Initial studies of LC’s involvement in neurodevelopment hinted an influence on the early postnatal ontogenesis of the neocortex in rodents (Maeda et al., 1974) and the synaptogenesis in later developmental stages (Sanders, 2016). However, other studies using oxidopamine (6-OHDA) in newborn rats found no effect on the development of the visual cortex (Ebersole et al., 1981) nor the neocortex (Wendlandt et al., 1977). Conversely, increased synaptic density in the rat visual cortex after neonatal 6-OHDA treatment has been reported Parnavelas and Blue (1982), indicating a suppressive effect of NA on synaptogenesis. In line with this, NA appears to inhibit cell proliferation and differentiation within the periventricular regions during brain development (Fauser et al., 2020) through β-adrenergic receptor signaling (Weselek et al., 2020). However, NA also has the ability to promote neurogenesis in the hippocampal subgranular zone (Weselek et al., 2020). Therefore, existing studies disagree about NA’s role, potentially indicative of regional and age-related variations in NA influence.

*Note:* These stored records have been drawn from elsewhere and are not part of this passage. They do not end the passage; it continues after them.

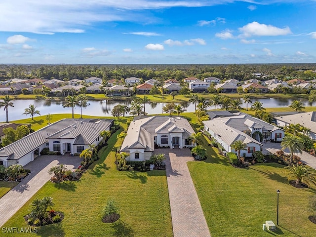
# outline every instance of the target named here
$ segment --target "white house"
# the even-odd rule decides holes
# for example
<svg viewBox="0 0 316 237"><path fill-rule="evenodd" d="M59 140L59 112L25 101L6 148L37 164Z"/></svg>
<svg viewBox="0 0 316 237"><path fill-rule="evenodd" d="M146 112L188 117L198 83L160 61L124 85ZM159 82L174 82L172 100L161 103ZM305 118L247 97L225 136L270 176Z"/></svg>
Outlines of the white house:
<svg viewBox="0 0 316 237"><path fill-rule="evenodd" d="M84 81L87 83L92 82L92 83L98 83L101 84L102 83L102 79L101 78L96 78L95 77L92 78L87 78L86 79L84 79Z"/></svg>
<svg viewBox="0 0 316 237"><path fill-rule="evenodd" d="M207 91L210 84L210 82L201 80L195 80L189 83L189 88L194 93L202 92Z"/></svg>
<svg viewBox="0 0 316 237"><path fill-rule="evenodd" d="M0 164L25 165L45 148L61 155L80 153L89 145L100 143L100 132L110 130L112 123L108 119L60 120L0 149Z"/></svg>
<svg viewBox="0 0 316 237"><path fill-rule="evenodd" d="M135 83L140 82L140 79L137 78L128 78L125 79L125 83L129 83L130 84L135 84Z"/></svg>
<svg viewBox="0 0 316 237"><path fill-rule="evenodd" d="M290 124L299 123L309 128L309 136L316 139L316 112L300 113L293 115L285 115L276 117L276 124L281 126L288 126Z"/></svg>
<svg viewBox="0 0 316 237"><path fill-rule="evenodd" d="M153 116L132 121L120 152L129 154L128 160L149 159L155 145L170 148L192 147L194 130L181 117Z"/></svg>
<svg viewBox="0 0 316 237"><path fill-rule="evenodd" d="M247 150L241 156L251 157L261 151L264 140L280 142L284 136L283 130L248 115L226 118L215 118L203 121L204 129L209 132L227 152L235 152L231 145L239 140L247 144Z"/></svg>

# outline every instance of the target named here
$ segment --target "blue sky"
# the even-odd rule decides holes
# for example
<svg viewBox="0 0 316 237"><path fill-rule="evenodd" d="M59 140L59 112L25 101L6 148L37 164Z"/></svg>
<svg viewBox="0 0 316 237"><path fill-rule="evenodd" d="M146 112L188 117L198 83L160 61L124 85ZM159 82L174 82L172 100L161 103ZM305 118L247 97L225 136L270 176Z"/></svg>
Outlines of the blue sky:
<svg viewBox="0 0 316 237"><path fill-rule="evenodd" d="M0 9L0 63L316 63L315 0L1 0Z"/></svg>

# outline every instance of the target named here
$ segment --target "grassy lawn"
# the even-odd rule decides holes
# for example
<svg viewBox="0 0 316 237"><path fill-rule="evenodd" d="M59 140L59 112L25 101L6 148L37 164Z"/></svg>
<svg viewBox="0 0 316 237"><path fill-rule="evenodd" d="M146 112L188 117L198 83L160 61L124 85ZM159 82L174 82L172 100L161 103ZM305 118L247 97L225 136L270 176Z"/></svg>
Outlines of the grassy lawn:
<svg viewBox="0 0 316 237"><path fill-rule="evenodd" d="M100 151L100 159L79 181L48 182L3 227L28 227L23 216L30 203L36 198L50 196L54 209L64 212L65 217L60 223L39 228L40 236L172 236L165 171L116 170L116 151L121 144L116 136L122 130L112 135L108 146ZM118 203L120 218L104 224L101 211L109 198ZM31 236L34 234L23 235Z"/></svg>
<svg viewBox="0 0 316 237"><path fill-rule="evenodd" d="M0 198L2 197L19 183L0 181Z"/></svg>
<svg viewBox="0 0 316 237"><path fill-rule="evenodd" d="M315 187L294 188L287 170L275 163L234 168L204 143L207 159L188 165L212 237L315 236L316 226L308 219L307 207ZM276 224L277 189L280 228L264 232L265 221Z"/></svg>

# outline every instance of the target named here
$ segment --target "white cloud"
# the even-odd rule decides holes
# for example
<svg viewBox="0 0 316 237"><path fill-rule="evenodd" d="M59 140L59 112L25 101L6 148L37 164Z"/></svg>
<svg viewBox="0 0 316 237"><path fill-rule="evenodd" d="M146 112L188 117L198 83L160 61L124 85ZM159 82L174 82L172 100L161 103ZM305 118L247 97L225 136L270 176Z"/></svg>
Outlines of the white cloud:
<svg viewBox="0 0 316 237"><path fill-rule="evenodd" d="M232 31L230 30L225 30L220 33L215 34L215 36L220 38L222 40L227 40L229 39L234 39L235 37L232 34Z"/></svg>
<svg viewBox="0 0 316 237"><path fill-rule="evenodd" d="M22 45L22 48L23 48L23 49L26 49L27 50L29 50L30 49L33 49L33 47L28 44L25 44Z"/></svg>
<svg viewBox="0 0 316 237"><path fill-rule="evenodd" d="M284 28L279 28L271 25L260 24L256 21L243 26L238 28L242 35L241 36L250 37L257 36L284 36L292 34L291 30L288 26Z"/></svg>
<svg viewBox="0 0 316 237"><path fill-rule="evenodd" d="M21 35L15 35L13 36L8 37L6 42L10 44L17 44L19 43L24 43L31 39L28 37L25 37Z"/></svg>
<svg viewBox="0 0 316 237"><path fill-rule="evenodd" d="M297 54L298 55L308 56L306 53L303 53L303 52L301 52L300 51L298 51L297 52L296 52L296 54Z"/></svg>
<svg viewBox="0 0 316 237"><path fill-rule="evenodd" d="M204 26L211 24L213 26L215 26L217 22L219 22L221 23L226 23L226 19L223 18L222 17L216 17L215 19L212 20L211 21L205 21L204 20L202 20L198 21L198 25L199 26Z"/></svg>
<svg viewBox="0 0 316 237"><path fill-rule="evenodd" d="M185 40L183 42L179 40L173 40L169 39L163 41L165 44L168 45L169 46L184 46L184 45L194 45L196 43L200 44L201 45L205 45L206 44L205 40L200 38L192 39L191 40Z"/></svg>
<svg viewBox="0 0 316 237"><path fill-rule="evenodd" d="M151 50L164 50L164 48L163 47L163 45L162 44L160 44L160 43L149 43L146 46L145 46L146 48L147 49L149 49Z"/></svg>
<svg viewBox="0 0 316 237"><path fill-rule="evenodd" d="M255 43L256 42L256 40L247 40L243 39L240 40L240 42L246 44L249 44L250 43Z"/></svg>
<svg viewBox="0 0 316 237"><path fill-rule="evenodd" d="M137 36L161 36L159 34L155 32L131 32L130 33L124 33L125 34L136 35Z"/></svg>
<svg viewBox="0 0 316 237"><path fill-rule="evenodd" d="M250 11L253 11L254 10L256 10L257 9L257 6L255 6L254 5L250 5L247 8Z"/></svg>

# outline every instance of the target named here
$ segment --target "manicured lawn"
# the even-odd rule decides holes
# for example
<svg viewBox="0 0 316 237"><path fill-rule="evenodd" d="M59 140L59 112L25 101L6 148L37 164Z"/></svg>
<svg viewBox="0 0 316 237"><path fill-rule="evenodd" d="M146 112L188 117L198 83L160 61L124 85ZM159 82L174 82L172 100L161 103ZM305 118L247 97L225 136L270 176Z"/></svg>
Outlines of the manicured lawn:
<svg viewBox="0 0 316 237"><path fill-rule="evenodd" d="M2 197L19 183L0 181L0 198Z"/></svg>
<svg viewBox="0 0 316 237"><path fill-rule="evenodd" d="M315 187L294 188L287 170L275 163L234 168L210 147L204 147L207 159L188 165L213 237L315 236L316 226L308 219L307 207ZM277 189L280 228L264 232L265 221L276 224Z"/></svg>
<svg viewBox="0 0 316 237"><path fill-rule="evenodd" d="M39 228L40 236L172 236L165 171L116 170L116 151L121 144L116 136L122 130L112 135L108 146L100 151L100 159L79 181L48 182L3 227L28 227L23 216L30 203L36 198L50 196L54 209L64 212L65 217L59 223ZM104 224L101 211L110 198L118 203L120 218Z"/></svg>

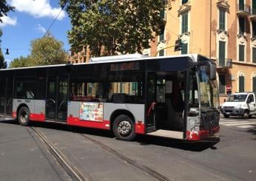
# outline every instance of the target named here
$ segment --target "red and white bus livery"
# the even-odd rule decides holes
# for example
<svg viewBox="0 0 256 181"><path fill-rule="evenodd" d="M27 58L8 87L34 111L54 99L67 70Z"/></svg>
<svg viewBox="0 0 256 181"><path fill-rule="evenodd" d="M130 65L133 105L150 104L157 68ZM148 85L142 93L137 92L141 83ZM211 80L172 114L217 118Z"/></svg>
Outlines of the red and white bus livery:
<svg viewBox="0 0 256 181"><path fill-rule="evenodd" d="M0 70L0 115L201 140L219 131L214 62L200 55L141 55Z"/></svg>

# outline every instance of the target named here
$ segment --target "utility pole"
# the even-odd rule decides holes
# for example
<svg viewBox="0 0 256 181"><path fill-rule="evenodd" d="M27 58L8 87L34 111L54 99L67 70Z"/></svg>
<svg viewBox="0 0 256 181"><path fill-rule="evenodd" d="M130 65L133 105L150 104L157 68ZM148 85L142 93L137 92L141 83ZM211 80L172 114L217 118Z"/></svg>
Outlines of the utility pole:
<svg viewBox="0 0 256 181"><path fill-rule="evenodd" d="M212 0L210 0L210 30L209 30L209 33L210 33L210 40L209 40L209 59L212 59L211 56L211 51L212 51Z"/></svg>

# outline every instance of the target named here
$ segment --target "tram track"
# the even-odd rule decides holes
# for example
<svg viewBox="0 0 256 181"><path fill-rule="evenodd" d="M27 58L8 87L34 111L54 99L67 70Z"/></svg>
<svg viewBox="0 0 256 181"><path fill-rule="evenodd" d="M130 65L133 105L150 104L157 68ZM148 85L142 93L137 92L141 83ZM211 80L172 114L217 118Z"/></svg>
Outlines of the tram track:
<svg viewBox="0 0 256 181"><path fill-rule="evenodd" d="M66 173L73 180L75 181L84 181L91 180L89 178L84 178L80 172L73 166L67 159L57 149L53 143L51 143L47 137L42 132L36 127L30 126L30 130L34 132L38 137L39 137L47 146L47 149L50 151L53 157L58 161L58 164L64 168Z"/></svg>
<svg viewBox="0 0 256 181"><path fill-rule="evenodd" d="M91 177L86 177L80 174L80 172L73 166L72 165L70 162L66 158L66 157L54 145L49 141L47 136L40 131L38 128L36 128L34 126L29 127L30 130L34 132L36 135L43 142L47 145L48 150L51 153L51 154L55 158L55 160L58 161L59 165L64 169L64 171L67 172L67 174L70 177L70 178L73 180L78 180L78 181L84 181L84 180L94 180L91 178ZM72 131L74 133L76 133L78 135L81 137L83 139L85 139L87 141L90 141L101 149L107 151L108 153L111 154L115 157L118 157L121 161L125 163L126 164L133 167L136 170L141 171L144 173L145 174L149 176L150 177L152 177L155 180L159 181L170 181L169 178L163 175L162 174L158 172L157 171L146 166L144 165L142 165L141 163L138 163L134 160L132 160L127 156L118 152L117 151L114 150L113 148L107 146L107 145L104 144L103 143L98 141L93 138L91 138L84 134L80 133L79 131L70 128L70 131Z"/></svg>
<svg viewBox="0 0 256 181"><path fill-rule="evenodd" d="M149 167L148 167L146 165L138 163L135 160L132 160L132 159L127 157L127 156L125 156L124 154L122 154L118 152L117 151L107 146L107 145L104 144L103 143L101 143L100 141L98 141L93 138L91 138L91 137L85 135L84 134L79 133L79 132L78 132L76 130L71 129L71 131L73 131L73 132L76 132L78 135L84 137L84 139L95 143L95 145L99 146L103 150L107 151L107 152L109 152L111 154L114 155L115 157L119 158L122 161L124 161L124 162L127 163L127 164L130 165L131 166L135 168L137 170L139 170L139 171L151 176L152 177L153 177L154 179L155 179L157 180L159 180L159 181L171 181L172 180L169 178L166 177L166 176L163 175L162 174L158 172L157 171L155 171L152 168L150 168Z"/></svg>

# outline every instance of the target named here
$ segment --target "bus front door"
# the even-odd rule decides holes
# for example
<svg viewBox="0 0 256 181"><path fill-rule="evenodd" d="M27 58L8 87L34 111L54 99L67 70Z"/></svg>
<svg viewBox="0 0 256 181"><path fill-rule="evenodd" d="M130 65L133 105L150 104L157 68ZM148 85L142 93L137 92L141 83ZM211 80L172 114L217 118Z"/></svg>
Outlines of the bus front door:
<svg viewBox="0 0 256 181"><path fill-rule="evenodd" d="M146 132L147 133L156 130L156 75L154 73L149 73L147 77L147 91L146 91Z"/></svg>
<svg viewBox="0 0 256 181"><path fill-rule="evenodd" d="M46 100L46 118L66 122L67 114L67 77L49 77Z"/></svg>

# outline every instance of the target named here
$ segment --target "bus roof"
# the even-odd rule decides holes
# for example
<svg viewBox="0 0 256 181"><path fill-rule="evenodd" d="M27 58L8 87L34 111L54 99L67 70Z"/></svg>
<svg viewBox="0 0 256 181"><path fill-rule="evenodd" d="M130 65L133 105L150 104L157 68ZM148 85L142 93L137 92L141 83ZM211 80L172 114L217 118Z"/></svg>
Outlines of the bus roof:
<svg viewBox="0 0 256 181"><path fill-rule="evenodd" d="M118 57L115 56L115 57ZM124 57L124 55L120 55ZM201 55L200 54L184 54L184 55L168 55L168 56L161 56L161 57L149 57L149 56L145 56L142 55L139 58L127 58L124 59L124 58L115 60L110 61L104 61L105 59L108 59L112 56L106 56L106 57L101 57L101 58L101 58L102 61L97 61L95 62L87 62L87 63L78 63L78 64L56 64L56 65L47 65L47 66L27 66L27 67L18 67L18 68L11 68L11 69L0 69L0 71L8 71L8 70L16 70L16 69L38 69L38 68L48 68L48 67L58 67L58 66L78 66L78 65L86 65L86 64L103 64L103 63L117 63L117 62L125 62L125 61L144 61L144 60L155 60L155 59L165 59L165 58L181 58L181 57L188 57L192 61L198 61L198 57L203 57L203 55Z"/></svg>

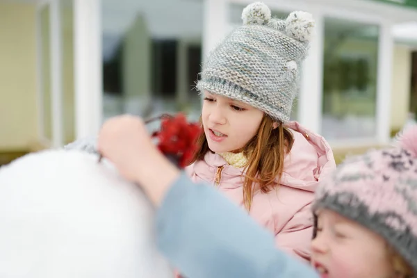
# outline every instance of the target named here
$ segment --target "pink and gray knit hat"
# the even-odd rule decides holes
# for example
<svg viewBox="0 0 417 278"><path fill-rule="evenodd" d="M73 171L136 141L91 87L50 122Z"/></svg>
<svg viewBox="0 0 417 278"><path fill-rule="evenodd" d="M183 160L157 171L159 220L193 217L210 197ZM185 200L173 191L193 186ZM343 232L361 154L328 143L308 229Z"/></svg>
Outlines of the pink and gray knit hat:
<svg viewBox="0 0 417 278"><path fill-rule="evenodd" d="M398 143L339 165L317 190L313 211L328 208L376 232L417 272L417 126Z"/></svg>

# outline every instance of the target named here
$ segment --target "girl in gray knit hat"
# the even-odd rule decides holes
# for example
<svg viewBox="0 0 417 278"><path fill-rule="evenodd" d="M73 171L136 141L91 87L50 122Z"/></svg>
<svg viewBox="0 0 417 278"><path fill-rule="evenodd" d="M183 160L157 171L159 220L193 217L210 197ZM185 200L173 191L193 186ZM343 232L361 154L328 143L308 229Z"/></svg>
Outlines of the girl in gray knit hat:
<svg viewBox="0 0 417 278"><path fill-rule="evenodd" d="M278 247L308 261L310 205L318 181L336 167L321 136L289 122L314 21L305 12L272 18L260 2L242 19L203 65L196 87L204 133L186 170L246 209Z"/></svg>
<svg viewBox="0 0 417 278"><path fill-rule="evenodd" d="M417 126L322 182L312 261L322 277L417 277Z"/></svg>

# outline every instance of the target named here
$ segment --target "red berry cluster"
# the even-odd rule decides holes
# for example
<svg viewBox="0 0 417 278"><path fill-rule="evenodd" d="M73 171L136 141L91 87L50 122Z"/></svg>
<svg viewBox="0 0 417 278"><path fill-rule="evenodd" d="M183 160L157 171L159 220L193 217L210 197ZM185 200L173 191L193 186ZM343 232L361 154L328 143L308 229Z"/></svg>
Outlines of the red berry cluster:
<svg viewBox="0 0 417 278"><path fill-rule="evenodd" d="M165 156L174 156L181 168L186 167L197 150L196 141L202 132L200 125L187 121L186 116L162 117L161 129L152 134L158 140L158 148Z"/></svg>

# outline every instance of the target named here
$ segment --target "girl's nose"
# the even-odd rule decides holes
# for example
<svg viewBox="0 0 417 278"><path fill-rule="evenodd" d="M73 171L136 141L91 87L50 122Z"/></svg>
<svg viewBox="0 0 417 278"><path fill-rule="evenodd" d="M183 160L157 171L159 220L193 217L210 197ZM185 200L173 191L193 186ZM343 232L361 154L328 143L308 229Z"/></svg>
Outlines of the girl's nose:
<svg viewBox="0 0 417 278"><path fill-rule="evenodd" d="M326 253L329 250L329 245L325 236L320 233L311 240L311 252L313 253Z"/></svg>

In the mature brain, neuroplasticity, e.g., in the context of learning, is improved by optogenetic excitation of the LC (Glennon et al., 2023). Multiple NA-related mechanisms likely support learning. Examples include LC-induced reconfiguration of functional connectivity toward the salience network (Zerbi et al., 2019), astrocytic integration of salient stimuli mediated by α1-adrenergic receptors (Rupprecht et al., 2024), long-term potentiation (LTP) and long-term depression (LTD)-mediated synaptic plasticity from β-adrenergic receptors activation (Adamsky et al., 2018; Hagena et al., 2016), and hippocampal neurogenesis through β-adrenergic receptors (Weselek et al., 2020). Thus, the LC not only plays a role in the early stages of the developing brain but continues to support the brain’s adaptation to new stimuli (i.e., plasticity) throughout life.
The LC-NA system also plays a complex role in neuroprotection. NA is anti-inflammatory by suppressing microglial cytokine production while increasing the breakdown of neurotoxins, which induces microglial migration and phagocytosis mediated through β-adrenergic receptors (Heneka et al., 2010). Recent studies show that NE signaling through β-adrenergic receptors in the awake brain inhibits microglial surveillance, dynamically modulating microglial interaction with neurons and synaptic plasticity, thereby suggesting a critical regulatory role of NE in microglial function under different states of arousal (Liu et al., 2019; Stowell et al., 2019). Additional neuroprotective effects of the LC-NA system are mediated through the co-release of brain-derived neurotrophic factor (BDNF) binding to the TrkB receptor (Liu et al., 2015). NA is also implicated in brain maintenance through the regulation of brain blood flow (Bekar et al., 2012) and vascular permeability (Raichle et al., 1975) by acting on pericytes and astrocytes (Giorgi et al., 2020), thus affecting metabolic supply. However, suppression of NA has also been found to ameliorate glymphatic drainage and inflammatory response after traumatic brain injuries (Hussain et al., 2023), suggesting a complex role of the LC-NA system, influencing multiple aspects of brain function as well as both brain energetic supply and waste removal. Notably, LC pathology seems to precede other symptoms of Alzheimer’s and Parkinson’s disease (Braak and Del Tredici, 2011; Vermeiren and De Deyn, 2017), raising the question of whether LC dysfunction is a driving force in the disease development or an early, parallel process in the already diseased brain.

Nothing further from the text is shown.